Teaching

During my PhD at the University of Maryland, I taught the Visual Analytics (in Spring) and Data Visualization (in Fall semesters) courses at the College of Information Studies in University of Maryland, College Park. I was the sole instructor for these courses between 2017 and 2019. Apart from lectures, I created the course content, handled grading, and advised students in their course projects. Overall, I have two years of teaching experience with these courses.

Data Visualization (INST 760 - Fall semesters)

This is an advanced topics course on Data Visualization in iSchool, UMD. This project-oriented course covers topics in data visualization including perception and cognition, data representations and transformations, visual representations for specific data types, and interaction techniques for visual analysis. Projects done in this course have turned into research publications and Medium articles.

This course was taken by 26 graduate students in Fall 2018. Previously, I taught this course in Fall 2017 (31 students).

[Syllabus]

Visual Analytics (INST 762 - Spring semesters)

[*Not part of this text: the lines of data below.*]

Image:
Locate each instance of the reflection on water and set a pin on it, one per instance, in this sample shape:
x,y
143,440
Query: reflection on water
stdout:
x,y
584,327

Visual analytics is the use of interactive visual interfaces to facilitate analytical reasoning. In essence, visual analytics is based on the idea that humans and computers working alone are insufficient for the data challenges of today and tomorrow, and that effective synthesis of both humans and computational algorithms are needed to create human-in-the-loop systems. Thus, visual analytics bridges human-centered disciplines such as visualization and human-computer interaction with computation-centered disciplines such as machine learning, probabilistic methods, and knowledge discovery.

This course covers topics related to:
  • Human aspects such as perception, cognition, sensemaking, critical thinking, and the analytical process.
  • Computational aspects such as data management, data transformations, knowledge representation, probabilistic methods, and text analytics, etc.
  • Integration of knowledge from fields such as visualization, human-computer interaction, machine learning, knowledge discovery, and text analytics towards helping people understand data.
The course was taken by 22 graduate students in Spring 2018 and 24 graduate students in Spring 2017. I plan to teach this course again in Spring 2019.

[Syllabus]

The course content and lecture slides for these courses are inspired by and derived from the courses taught by Dr. Niklas Elmqvist at UMD, Dr. Jeff Heer at UW, Dr. John Stasko at Georgia Tech, and Dr. Alexander Lex at University of Utah.